Febrile seizures can occur when a child has a fever from any cause. They are most common after infections, including those that can be prevented by vaccination. But in rare instances, febrile seizures can occur after vaccination. Studies have shown that there is a small increased risk for febrile seizures during the first to second week after vaccination with measles, mumps, rubella (MMR) vaccine and the first dose of measles, mumps, rubella, and varicella (MMRV) vaccine …
Who is most at risk for febrile seizures?
Febrile seizures are not uncommon. About 2%-5% of young children will have at least one febrile seizure. Most febrile seizures occur in children between the ages of 6 months and 5 years. The peak age is 14–18 months, which overlaps with the ages when first doses of the MMRV, MMR, and varicella vaccines are recommended …

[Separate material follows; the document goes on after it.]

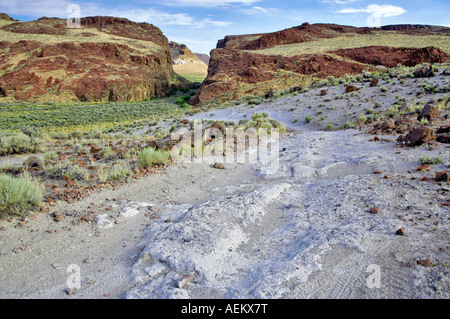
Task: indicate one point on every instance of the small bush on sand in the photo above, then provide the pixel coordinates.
(17, 143)
(19, 194)
(432, 161)
(149, 157)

How serious is a febrile seizure?
Most children who have febrile seizures recover quickly and have no lasting effects. However, febrile seizures often result in a visit to an emergency room and can be very frightening for parents and caregivers. About 1 in 3 children who have one febrile seizure will have at least one more febrile seizure. Most children (greater than 90%) who have a seizure will not develop epilepsy.”